Jean Spangler, an uncredited extra seen briefly as a hula dancer, disappeared shortly after her work in the film was completed, but well before it was released. The publicity surrounding her still-unsolved disappearance, the massive police search for any clues, and a brief note addressed to "Kirk" found in Spangler's purse, were all huge news at the time. Douglas denied any involvement with Spangler, beyond a brief interaction during her time on the film set, and was able to show police that on the night of Spangler's disappearance in Los Angeles (October 7, 1949), he was over 100 miles away in Palm Springs.

The tacked-on happy ending of the film was found neither in the novel nor in the life of Bix Beiderbecke, who died of alcoholism at 28.

==Reception==
According to the contemporary The New York Times, "banalities of the script are quite effectively glossed over in the slick pictorial smoothness of Michael Curtiz's direction and the exciting quality of the score. The result is that there is considerable good entertainment in Young Man With a Horn despite the production's lack of balance."

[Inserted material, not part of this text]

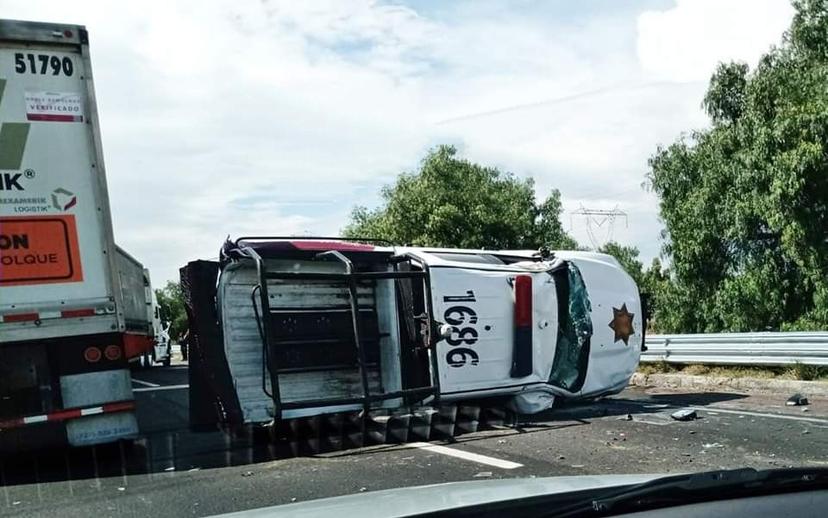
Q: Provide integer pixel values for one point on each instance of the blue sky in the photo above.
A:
(277, 117)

In spite of the screenplay, the Times praised the performances of Douglas, Day, and Carmichael, but noted "the unseen star of the picture is Harry James, the old maestro himself, who supplies the tingling music, which flows wildly, searchingly, and forlornly from Rick Martin's beloved horn. This is an instance where the soundtrack is more than a complementary force. It is the very soul of the picture because if it were less provocative and compelling, the staleness of the drama could be stultifying."

==Radio adaptation==
Young Man with a Horn was presented on Lux Radio Theatre March 3, 1952. Kirk Douglas recreated his role from the film. The one-hour adaptation also starred Jo Stafford and Patrice Wymore.